Having missed Jinjo Crew at Breakin’ Convention at the beginning of the month, I fairly squeaked when I spied that a Korean dance festival was on at The Place and in its eighth year. It is supported by Korean Cultural Centre UK, and the country’s Foundation for International Cultural Exchange. These big governmental institutions have partnered with The Lowry, Dance City and Pavilion Dance South West to induct more people into this wondrous subgenera with Kontemporary Korea (if you’re a grammar purist I promise it’s the last time I will type the name). We settle in for a double bill around the concepts of the mundane and the virtuosic (enter eye-roll here).
Melancholy Dance Company was founded in 2016 by choreographer/dancer Cheol-in Jeong. He begins the piece with a solo involving a little tap, and mesmeric hand work with an apple, to complete silence, just the scraping of his shoes: my bristles are up. Yet apart from another long section of awkward foot squelching and heavy panting from the five dancers, the piece is not an unadorned 45 minutes. Exploring the myth of Sisyphus (very loosely) and relying on free fall movement, support and monotonous daily routines are the focus. 0g (Zero Gram) dazzles with its group work. Like an amalgamate blob, the gents centipede along, using their bumping to propel the whole forward; interesting and vaguely unpalatable. The principles of contact improvisation involve them catching each other’s hands as they swing, falling and being caught, and then flung into the air. Dressed like Uniqlo models in greens and beiges, the piece heats up when Tae-kyung Choi’s electronic alarms propel everyone into a running circle – a clumsy relay if you will, as they collide and begin the endless trek up and down the hill.

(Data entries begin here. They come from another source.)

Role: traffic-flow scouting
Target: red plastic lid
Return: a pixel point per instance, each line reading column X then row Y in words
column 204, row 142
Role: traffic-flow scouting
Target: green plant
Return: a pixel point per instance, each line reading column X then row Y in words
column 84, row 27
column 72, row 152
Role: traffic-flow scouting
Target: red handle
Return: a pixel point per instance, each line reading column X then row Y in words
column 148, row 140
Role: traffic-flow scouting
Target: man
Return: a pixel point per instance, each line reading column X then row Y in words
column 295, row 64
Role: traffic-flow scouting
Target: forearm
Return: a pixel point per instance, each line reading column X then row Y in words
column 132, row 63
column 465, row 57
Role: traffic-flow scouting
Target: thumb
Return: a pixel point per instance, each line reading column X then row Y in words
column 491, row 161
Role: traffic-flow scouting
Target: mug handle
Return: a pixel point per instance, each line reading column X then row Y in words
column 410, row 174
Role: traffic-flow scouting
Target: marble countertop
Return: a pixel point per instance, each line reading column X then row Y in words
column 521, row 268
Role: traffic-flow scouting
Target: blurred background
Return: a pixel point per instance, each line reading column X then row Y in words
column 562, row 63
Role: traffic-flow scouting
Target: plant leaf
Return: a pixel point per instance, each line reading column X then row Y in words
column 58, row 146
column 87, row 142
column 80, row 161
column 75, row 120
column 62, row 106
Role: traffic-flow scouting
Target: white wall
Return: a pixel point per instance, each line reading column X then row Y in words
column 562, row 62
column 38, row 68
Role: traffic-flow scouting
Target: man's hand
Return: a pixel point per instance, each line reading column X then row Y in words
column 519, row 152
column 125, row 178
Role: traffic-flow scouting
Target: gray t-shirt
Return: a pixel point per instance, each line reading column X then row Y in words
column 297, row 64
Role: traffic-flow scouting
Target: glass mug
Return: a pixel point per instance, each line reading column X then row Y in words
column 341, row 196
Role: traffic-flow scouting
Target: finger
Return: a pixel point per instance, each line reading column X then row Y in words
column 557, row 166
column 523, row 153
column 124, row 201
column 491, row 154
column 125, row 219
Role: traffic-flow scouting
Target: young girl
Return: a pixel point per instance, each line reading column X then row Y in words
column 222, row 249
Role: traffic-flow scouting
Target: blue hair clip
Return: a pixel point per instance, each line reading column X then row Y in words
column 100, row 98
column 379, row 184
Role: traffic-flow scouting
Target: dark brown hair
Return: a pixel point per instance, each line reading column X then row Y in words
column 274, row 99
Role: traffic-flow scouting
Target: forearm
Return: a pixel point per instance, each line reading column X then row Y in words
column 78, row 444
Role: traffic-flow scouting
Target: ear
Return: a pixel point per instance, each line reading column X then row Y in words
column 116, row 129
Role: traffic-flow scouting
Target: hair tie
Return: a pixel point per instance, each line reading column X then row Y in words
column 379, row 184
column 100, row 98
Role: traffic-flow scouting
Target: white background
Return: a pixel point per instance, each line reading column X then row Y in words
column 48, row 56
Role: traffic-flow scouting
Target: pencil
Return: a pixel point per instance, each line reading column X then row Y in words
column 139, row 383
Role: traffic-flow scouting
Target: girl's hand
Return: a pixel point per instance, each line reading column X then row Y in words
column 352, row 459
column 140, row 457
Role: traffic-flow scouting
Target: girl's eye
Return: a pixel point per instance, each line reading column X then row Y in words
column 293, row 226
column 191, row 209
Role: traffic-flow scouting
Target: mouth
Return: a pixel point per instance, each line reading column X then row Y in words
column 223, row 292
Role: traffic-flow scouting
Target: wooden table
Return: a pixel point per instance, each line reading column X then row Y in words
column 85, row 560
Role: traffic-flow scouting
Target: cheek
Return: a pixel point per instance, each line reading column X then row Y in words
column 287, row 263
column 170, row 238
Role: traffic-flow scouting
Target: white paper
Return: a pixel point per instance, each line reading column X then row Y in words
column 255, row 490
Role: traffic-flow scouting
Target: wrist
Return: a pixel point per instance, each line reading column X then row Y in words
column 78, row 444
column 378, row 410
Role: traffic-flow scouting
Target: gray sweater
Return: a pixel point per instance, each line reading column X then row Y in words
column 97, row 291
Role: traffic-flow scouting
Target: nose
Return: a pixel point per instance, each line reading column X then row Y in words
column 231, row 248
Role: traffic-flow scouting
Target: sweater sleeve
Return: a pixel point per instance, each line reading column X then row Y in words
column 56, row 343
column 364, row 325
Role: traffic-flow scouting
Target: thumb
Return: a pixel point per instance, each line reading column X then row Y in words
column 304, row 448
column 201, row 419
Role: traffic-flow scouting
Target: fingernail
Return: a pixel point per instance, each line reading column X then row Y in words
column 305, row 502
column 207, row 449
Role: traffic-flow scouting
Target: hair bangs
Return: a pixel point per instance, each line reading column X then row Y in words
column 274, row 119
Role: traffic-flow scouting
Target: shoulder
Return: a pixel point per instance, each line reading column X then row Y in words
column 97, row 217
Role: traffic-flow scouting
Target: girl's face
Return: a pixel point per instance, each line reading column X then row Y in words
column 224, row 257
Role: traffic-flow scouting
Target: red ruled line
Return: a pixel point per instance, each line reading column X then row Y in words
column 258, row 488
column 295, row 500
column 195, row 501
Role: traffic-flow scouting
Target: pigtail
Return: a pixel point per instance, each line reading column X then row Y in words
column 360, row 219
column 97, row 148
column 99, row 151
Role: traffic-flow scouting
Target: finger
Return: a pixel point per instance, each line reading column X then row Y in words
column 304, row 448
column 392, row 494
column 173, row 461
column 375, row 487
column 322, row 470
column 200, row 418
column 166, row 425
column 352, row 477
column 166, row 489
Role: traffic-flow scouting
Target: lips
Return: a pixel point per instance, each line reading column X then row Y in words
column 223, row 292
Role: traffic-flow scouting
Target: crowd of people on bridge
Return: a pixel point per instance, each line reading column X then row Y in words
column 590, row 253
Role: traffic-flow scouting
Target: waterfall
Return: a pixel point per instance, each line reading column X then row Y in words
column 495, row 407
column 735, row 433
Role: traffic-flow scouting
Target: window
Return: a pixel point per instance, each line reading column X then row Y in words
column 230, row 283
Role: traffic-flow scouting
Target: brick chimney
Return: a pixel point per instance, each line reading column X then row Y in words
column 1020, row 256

Not just languishing in the house lights, Ro–wa Jeong makes inventive use of sliced and focused spots to give the clearest nod to the myth of the Greek hero and his unending battle with the boulder. Props feature from the starting apple, a shoe on a piece of string and a belt with elastic cords (very umbilical) that ties two and then three of the dancers together. The last crafts a wonderful ‘he’s-up-he’s-down’ almost musical hall routine. Many-headed, many-armed monsters jump from the pages of Homer onto the stage, manufactured through lifts and balance work. The company zing when working as a hive. Dropping distracting solos from their syncopated group work is the only possible improvement, and filling the uncomfortable noiseless chunks.
Our beginning piece Shinsegae (new world) is a lecture-style solo work by Ji Hye Chung. Sadly, it has none of the above-mentioned points of interest, as it is mainly Chung playing a mid-2000s projected internet video game, trying to get an athlete to run 100 metres. Then there is some manipulation of a doll with vague discussion of walking. It doesn’t contain enough information on the evolution or social implications of bipedalism to be a lecture, but Chung’s choreography is so sparse that it’s hard to call it dance. Although the subject matter is central to the art-form (the movement of the everyday) the piece is rather pedestrian.
The festival continues for the rest of the month and is spread across the UK, so try and snatch a ticket, beg, borrow, steal, etc… The works are bold, deeply experimental and not afraid of pushing the boundaries of dance, for better or worse. Feedback forms in the interval seem rather overeager, but hopefully will keep the festival going into its ninth year.